Gaz poivre, refus d’eau et d’alimentation en terre d’asile

« C’est comme vivre en enfer » : l’intitulé du rapport de Human Rights Watch sur les abus policiers à Calais contre les migrants, publié le 26 juillet, est sans appel. L’organisation y dénonce notamment l’utilisation de gaz poivre sur des personnes, enfants ou adultes. Sur la base d’entretiens menés avec plus de 60 personnes exilées à Calais et ses environs, Human Rigths Watch relève l’utilisation de ce gaz particulièrement irritant sur des personnes endormies, de la nourriture ou l’eau distribuée.

L’objectif, selon l’ONG : chasser les personnes, perturber l’aide humanitaire et harceler ceux qui la délivrent. « Une telle conduite de la part de la police dans et autour de Calais constitue un abus de pouvoir, violant l’interdiction des peines ou traitements inhumains et dégradants, ainsi qu’une atteinte aux droits des migrants à avoir accès à l’eau et à la nourriture », souligne le rapport. En mars 2017, les autorités locales avaient interdit les distributions alimentaires mais l’arrêté avait été retoqué par la justice. Depuis le mois de juin, elles concèdent une distribution par jour, sous surveillance et pendant maximum deux heures, dans une zone industrielle à l’écart de la ville. Toute autre distribution pour les 500 personnes exilées revenues à Calais est sévèrement réprimée.

Sortir de l’approche sécuritaire

Ce rapport arrive alors que 275 associations et collectifs de solidarité annoncent l’organisation d’une conférence nationale citoyenne sur l’accueil et les droits des personnes migrantes en France. Cette conférence, qui devrait se tenir fin 2017, aura pour objectif « de montrer qu’il est possible d’accueillir dignement et autrement les migrants dans notre pays », affirment-ils. Une proposition qui s’inscrit dans la suite de « l’appel à un changement radical de politique migratoire en France », porté par 470 organisations et adressé au président et au gouvernement. Ces associations regrettent que le « plan migrants » présenté le 12 juillet par le gouvernement « n’est en rien le fruit d’une concertation » et ne « rompt avec aucune des précédentes politiques migratoires, mais nous enferme davantage dans une approche sécuritaire ».

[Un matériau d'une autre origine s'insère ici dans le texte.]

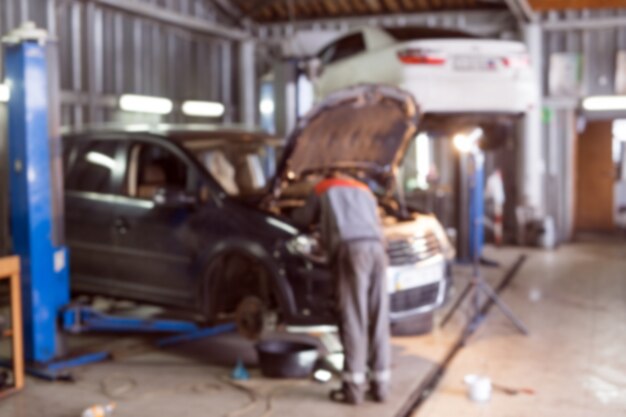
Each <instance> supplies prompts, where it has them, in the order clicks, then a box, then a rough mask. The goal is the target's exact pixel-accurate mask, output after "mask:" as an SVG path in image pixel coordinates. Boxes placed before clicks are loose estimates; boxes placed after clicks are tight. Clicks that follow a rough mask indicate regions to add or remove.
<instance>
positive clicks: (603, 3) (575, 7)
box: [528, 0, 626, 11]
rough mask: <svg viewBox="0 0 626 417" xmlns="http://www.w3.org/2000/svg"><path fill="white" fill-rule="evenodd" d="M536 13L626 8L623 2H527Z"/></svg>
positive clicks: (617, 0) (545, 1)
mask: <svg viewBox="0 0 626 417" xmlns="http://www.w3.org/2000/svg"><path fill="white" fill-rule="evenodd" d="M528 2H529V3H530V5H531V6H532V8H533V9H535V10H538V11H547V10H564V9H617V8H622V7H625V6H626V1H624V0H528Z"/></svg>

« Je ne veux plus personne dans les rues, dans les bois », a affirmé le Président, Emmanuel Macron le 27 juillet. La création d’hébergement d’urgence et la réduction des délais de traitement font partie de la solution mais surtout, le Président veut poursuivre la délocalisation du traitement des demandes d’asile en créant des hotspots, notamment en Libye. Au même moment, le gouvernement italien annonçait vouloir déployer des navires de la marine italienne dans les eaux territoriales libyennes. « Un blocus par la Marine italienne dans les eaux libyennes combiné à des centres de traitement des demandes sur le territoire libyen pourrait exposer les migrants et les demandeurs d’asile à des abus encore plus graves. Compte tenu du traitement horrible des migrants en Libye, il est difficile d’imaginer comment un gouvernement européen, quel qu’il soit, pourrait y débarquer qui que ce soit ou remettre des personnes entre les mains des autorités libyennes, tout en protégeant leurs droits », alerte l’ONG Human Rights Watch.

Violations des droits

Plan migrant ou discours du Président, rien ne semble répondre aux situations à Calais ou à la frontière italienne. Le 26 juillet, près d’une dizaine d’associations, dont Médecins du Monde, la Cimade, le Secours catholique appelaient le gouvernement à mettre un terme immédiat aux pratiques illégales et aux violations des droits des personnes à la frontière franco-italienne, dénonçant les renvois illégaux, de demandeurs d’asile et de mineurs isolés, vers l’Italie. Ils exigent l’arrêt « des actions entreprises qui visent à intimider et entraver l’action des citoyens et des associations qui aident les migrants et réfugiés ». Le 26 juillet, Cedric Herrou, cet agriculteur de la vallée de la Roya qui vient en aide aux personnes exilées, a de nouveau été mis en examen pour la sixième fois pour aide au séjour d’étrangers en situation irrégulière. Il avait accompagné 156 personnes, en majorité venant du Soudan, afin qu’elles déposent une demande d’asile à Nice.